Google is expected to announce a more conversational version of its flagship search engine, fueled by artificial intelligence.
The efforts to overhaul its search business with AI, set to be unveiled Wednesday at the company’s I/O conference in Mountain View, California, will showcase how Alphabet Inc.’s Google is responding to competitive threats. Google is asserting its dominance in the market following moves by companies including Microsoft Corp., which is now using technology from the startup OpenAI in its own search product, Bing.
“Consumers now have more access to choice, so AI is Google’s market to lose,” said Zeno Mercer, research analyst at investment advisory firm ROBO Global.
Underpinning all the new product developments are Google’s large language models — massive AI systems that ingest enormous volumes of digital text from news articles, social media posts or other internet sources, and use that material to train software that predicts and generates content on its own when given a prompt or query. Google has pioneered research into LLMs, which power the current crop of AI chatbots like OpenAI’s ChatGPT. On Wednesday, Google is expected to report more advances in that research work to help it stay ahead of the competition. The way these generative AI technologies will be applied across the company’s products and services has yet to be announced, but any changes to search have the potential to upend users’ habit of typing keywords into a blank search bar, then getting a list of relevant links to sources.
In February, Google announced its competitor to ChatGPT, an AI-powered chatbot called Bard. But the product has so far still had a limited audience as users are asked to join a waitlist. At I/O, the public will see if the company has any grander plans for Bard and if it will announce any improvements to the product, as testers have pointed out its flaws and limitations over the past few weeks. Google’s response to naysayers thus far has been to stress that Bard is designed to be a “creative companion,” not a replacement for its trusted search product.
Google has also hinted that it will use its developer conference to highlight new generative AI-powered offerings across products like Workspace — Google Docs, Sheets and Slides — as well as in its cloud services.
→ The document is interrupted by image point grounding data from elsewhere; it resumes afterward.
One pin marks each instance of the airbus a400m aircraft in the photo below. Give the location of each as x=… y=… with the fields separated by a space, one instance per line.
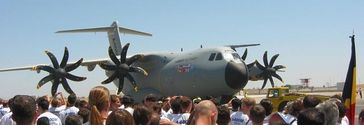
x=216 y=71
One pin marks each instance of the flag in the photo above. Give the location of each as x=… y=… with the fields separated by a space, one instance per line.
x=349 y=91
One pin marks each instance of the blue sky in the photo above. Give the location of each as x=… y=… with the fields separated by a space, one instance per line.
x=311 y=36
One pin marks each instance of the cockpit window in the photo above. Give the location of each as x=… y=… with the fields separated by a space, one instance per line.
x=212 y=56
x=236 y=56
x=219 y=56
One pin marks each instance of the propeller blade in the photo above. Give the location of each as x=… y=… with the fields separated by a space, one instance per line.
x=55 y=87
x=271 y=81
x=245 y=54
x=273 y=60
x=121 y=84
x=73 y=66
x=45 y=80
x=53 y=59
x=277 y=76
x=110 y=79
x=134 y=58
x=113 y=57
x=74 y=78
x=138 y=70
x=65 y=58
x=46 y=68
x=124 y=52
x=132 y=81
x=264 y=83
x=107 y=67
x=260 y=66
x=265 y=59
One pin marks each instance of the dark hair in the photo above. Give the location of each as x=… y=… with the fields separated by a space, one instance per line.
x=141 y=114
x=23 y=108
x=267 y=105
x=84 y=113
x=223 y=116
x=236 y=103
x=43 y=103
x=43 y=121
x=310 y=101
x=73 y=120
x=311 y=116
x=72 y=99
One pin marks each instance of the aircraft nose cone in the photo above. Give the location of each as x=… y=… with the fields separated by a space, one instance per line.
x=236 y=75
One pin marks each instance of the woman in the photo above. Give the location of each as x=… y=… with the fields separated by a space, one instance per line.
x=99 y=100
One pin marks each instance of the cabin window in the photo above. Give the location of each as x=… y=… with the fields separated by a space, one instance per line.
x=212 y=56
x=219 y=56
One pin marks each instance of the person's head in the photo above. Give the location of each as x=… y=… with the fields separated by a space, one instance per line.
x=311 y=116
x=115 y=102
x=120 y=117
x=235 y=103
x=247 y=103
x=150 y=99
x=257 y=114
x=361 y=117
x=71 y=100
x=141 y=114
x=24 y=109
x=205 y=112
x=43 y=105
x=267 y=105
x=223 y=117
x=330 y=110
x=73 y=120
x=99 y=99
x=310 y=101
x=84 y=113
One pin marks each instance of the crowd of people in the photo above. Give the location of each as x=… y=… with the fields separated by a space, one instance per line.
x=102 y=108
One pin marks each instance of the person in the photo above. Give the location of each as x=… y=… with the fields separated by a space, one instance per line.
x=99 y=99
x=43 y=121
x=73 y=120
x=257 y=114
x=310 y=101
x=115 y=103
x=43 y=106
x=205 y=113
x=330 y=111
x=24 y=109
x=361 y=117
x=223 y=117
x=311 y=116
x=71 y=109
x=120 y=117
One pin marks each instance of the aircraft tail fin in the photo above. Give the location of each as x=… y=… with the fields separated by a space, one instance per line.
x=113 y=32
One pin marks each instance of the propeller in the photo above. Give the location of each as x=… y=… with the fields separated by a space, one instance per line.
x=122 y=68
x=269 y=71
x=59 y=73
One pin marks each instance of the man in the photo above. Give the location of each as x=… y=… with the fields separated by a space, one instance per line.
x=70 y=109
x=24 y=109
x=43 y=106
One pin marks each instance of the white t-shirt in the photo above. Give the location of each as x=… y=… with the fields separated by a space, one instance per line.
x=68 y=111
x=7 y=120
x=238 y=118
x=179 y=118
x=56 y=110
x=53 y=119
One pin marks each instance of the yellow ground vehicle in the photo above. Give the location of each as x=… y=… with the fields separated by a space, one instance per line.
x=281 y=95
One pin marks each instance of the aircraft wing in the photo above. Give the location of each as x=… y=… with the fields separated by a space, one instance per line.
x=90 y=64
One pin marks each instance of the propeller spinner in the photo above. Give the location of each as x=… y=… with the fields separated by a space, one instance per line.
x=59 y=73
x=122 y=68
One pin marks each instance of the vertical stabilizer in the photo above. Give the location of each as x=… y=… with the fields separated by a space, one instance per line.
x=113 y=32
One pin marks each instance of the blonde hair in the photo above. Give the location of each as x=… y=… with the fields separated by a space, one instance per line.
x=99 y=99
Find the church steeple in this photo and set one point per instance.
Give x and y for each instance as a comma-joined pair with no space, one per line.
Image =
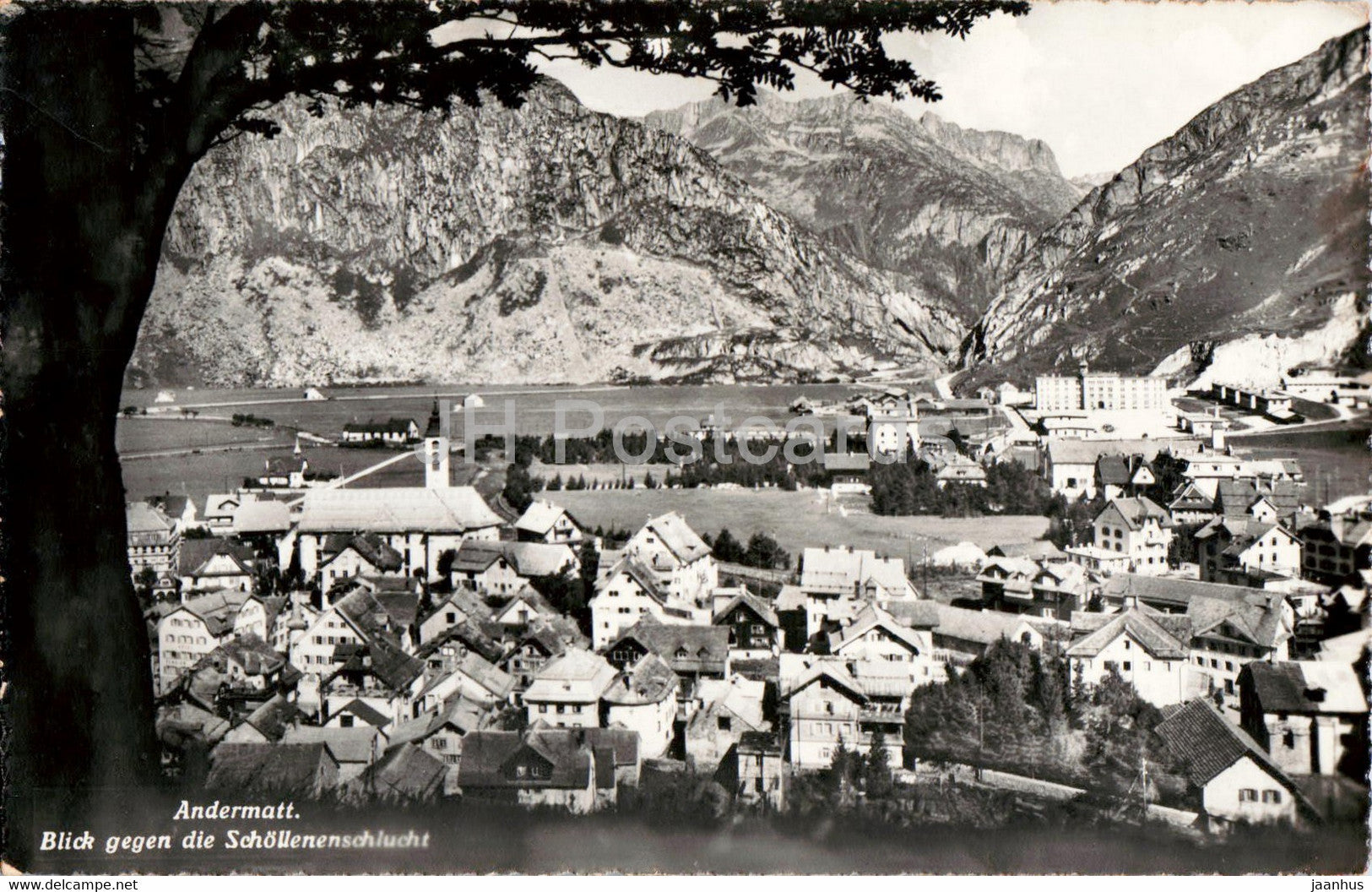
437,449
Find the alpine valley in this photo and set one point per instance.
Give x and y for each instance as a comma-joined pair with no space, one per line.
785,242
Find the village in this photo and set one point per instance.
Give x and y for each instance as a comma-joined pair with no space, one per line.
416,643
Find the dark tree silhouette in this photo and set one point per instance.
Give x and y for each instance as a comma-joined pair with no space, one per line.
107,107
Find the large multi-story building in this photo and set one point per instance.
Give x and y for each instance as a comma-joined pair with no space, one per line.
1099,390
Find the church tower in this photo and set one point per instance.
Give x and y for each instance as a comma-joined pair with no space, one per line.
435,450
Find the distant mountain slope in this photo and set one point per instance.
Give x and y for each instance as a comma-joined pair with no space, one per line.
928,198
548,243
1247,226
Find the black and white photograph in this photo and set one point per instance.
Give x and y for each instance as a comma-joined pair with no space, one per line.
685,437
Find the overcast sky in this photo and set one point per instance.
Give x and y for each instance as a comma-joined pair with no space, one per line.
1098,81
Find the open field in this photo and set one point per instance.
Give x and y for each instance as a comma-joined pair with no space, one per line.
797,520
534,406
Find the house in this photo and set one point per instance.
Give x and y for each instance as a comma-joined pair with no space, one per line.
893,426
349,556
545,522
441,732
377,672
961,636
847,472
827,709
1136,527
460,606
729,709
1337,547
757,769
1236,782
468,674
1190,505
353,748
560,767
1123,475
693,652
684,564
179,509
153,540
263,518
567,692
1141,645
1209,468
961,471
215,564
1228,633
390,432
355,714
630,592
753,628
507,567
420,523
1310,716
285,472
272,770
534,650
258,617
220,509
1234,547
267,723
404,775
874,637
643,699
193,630
1043,588
1069,465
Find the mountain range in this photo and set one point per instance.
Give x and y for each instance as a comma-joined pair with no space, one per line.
789,241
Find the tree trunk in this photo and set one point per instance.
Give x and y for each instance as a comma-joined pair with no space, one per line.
74,261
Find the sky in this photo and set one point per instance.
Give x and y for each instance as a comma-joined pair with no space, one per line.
1097,81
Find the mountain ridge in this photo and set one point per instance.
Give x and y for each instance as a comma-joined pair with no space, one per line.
1216,215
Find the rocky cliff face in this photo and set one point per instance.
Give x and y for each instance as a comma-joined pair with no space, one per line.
921,197
1249,221
548,243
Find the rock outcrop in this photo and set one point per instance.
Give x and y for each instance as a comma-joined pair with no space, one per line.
1250,221
548,243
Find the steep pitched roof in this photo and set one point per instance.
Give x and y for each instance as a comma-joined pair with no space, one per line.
865,621
1207,745
1257,617
1306,688
1167,592
486,756
457,712
395,509
976,626
578,676
362,711
404,773
373,551
263,515
643,683
143,518
759,606
268,769
1161,636
540,516
197,553
1136,511
674,533
347,744
685,648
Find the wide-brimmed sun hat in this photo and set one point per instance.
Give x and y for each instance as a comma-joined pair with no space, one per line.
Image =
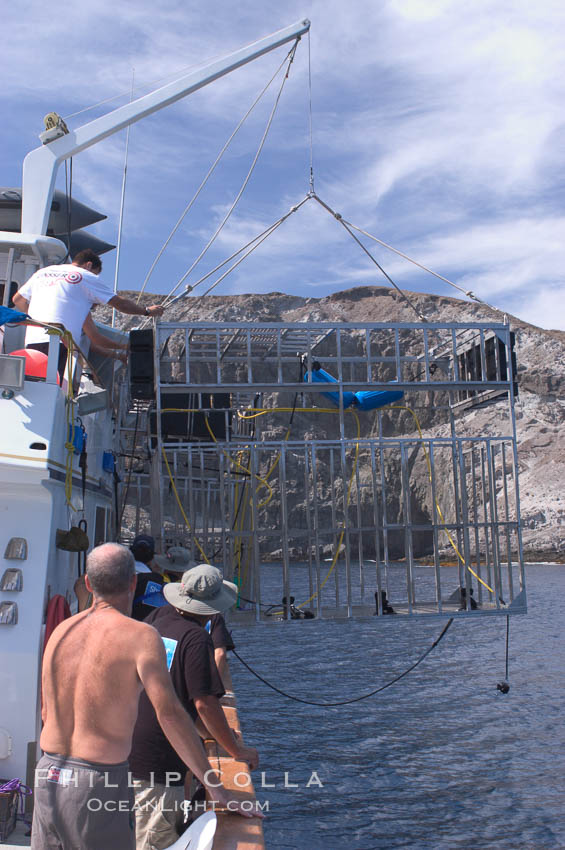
202,590
176,560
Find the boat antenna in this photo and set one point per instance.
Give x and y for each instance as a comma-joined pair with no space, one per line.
310,116
122,199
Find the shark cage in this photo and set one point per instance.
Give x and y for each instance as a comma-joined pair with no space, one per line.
331,471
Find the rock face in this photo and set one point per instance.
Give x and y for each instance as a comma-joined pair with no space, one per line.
540,406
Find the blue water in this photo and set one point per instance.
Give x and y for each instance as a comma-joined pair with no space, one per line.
440,760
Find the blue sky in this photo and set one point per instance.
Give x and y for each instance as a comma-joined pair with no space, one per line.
437,127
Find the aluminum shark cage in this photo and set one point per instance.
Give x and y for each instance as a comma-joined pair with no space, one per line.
310,503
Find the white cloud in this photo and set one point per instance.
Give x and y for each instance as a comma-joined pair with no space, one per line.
437,126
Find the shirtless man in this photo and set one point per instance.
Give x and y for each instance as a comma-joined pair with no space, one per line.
94,668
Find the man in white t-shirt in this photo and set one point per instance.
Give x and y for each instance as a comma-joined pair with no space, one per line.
64,295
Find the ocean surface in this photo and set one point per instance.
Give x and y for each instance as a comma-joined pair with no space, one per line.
440,760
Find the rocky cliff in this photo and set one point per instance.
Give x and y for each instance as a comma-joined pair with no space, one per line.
540,406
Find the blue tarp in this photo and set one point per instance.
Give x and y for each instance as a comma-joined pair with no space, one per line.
7,315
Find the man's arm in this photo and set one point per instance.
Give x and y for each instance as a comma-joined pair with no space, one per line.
101,343
126,305
20,302
210,712
173,719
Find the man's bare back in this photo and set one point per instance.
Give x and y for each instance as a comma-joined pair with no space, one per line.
91,684
94,668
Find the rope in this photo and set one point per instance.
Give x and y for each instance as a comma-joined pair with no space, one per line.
355,699
220,227
208,175
255,242
310,116
338,218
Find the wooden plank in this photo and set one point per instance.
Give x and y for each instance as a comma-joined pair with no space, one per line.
233,831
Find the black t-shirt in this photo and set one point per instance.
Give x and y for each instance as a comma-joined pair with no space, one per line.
219,632
190,659
148,595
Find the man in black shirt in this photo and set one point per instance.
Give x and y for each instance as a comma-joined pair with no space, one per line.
223,642
157,771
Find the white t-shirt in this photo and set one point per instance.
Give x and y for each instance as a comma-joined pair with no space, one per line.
62,294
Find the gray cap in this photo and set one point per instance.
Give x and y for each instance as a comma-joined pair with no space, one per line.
202,590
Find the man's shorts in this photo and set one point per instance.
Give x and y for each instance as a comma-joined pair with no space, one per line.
82,805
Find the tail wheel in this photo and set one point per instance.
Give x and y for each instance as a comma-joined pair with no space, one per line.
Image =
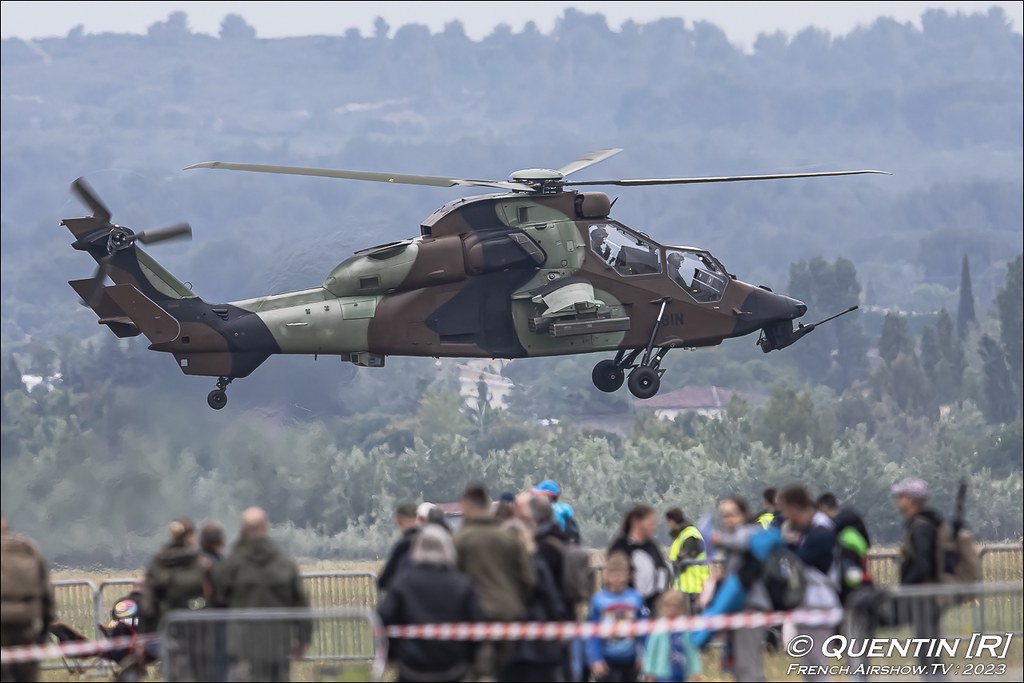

Google in the past has suggested its AI could help with creating slide presentations and sales-training documents, taking notes during meetings and drafting emails to colleagues, but experiments have been limited to its Google Cloud clients. Google previously said that it planned to eventually offer the features to the general public.
Mercer, the research analyst, said Google is now at an “inflection point where it needs to rapidly iterate and make changes,” just like it did in its early days. “If it doesn’t, consumers will start looking for alternatives,” Mercer said.Google is also unveiling a foldable Pixel smartphone. The company posted a video and photos of the device, called the Pixel Fold, showing a phone with a large external display and an even bigger internal screen that can close up like a clamshell.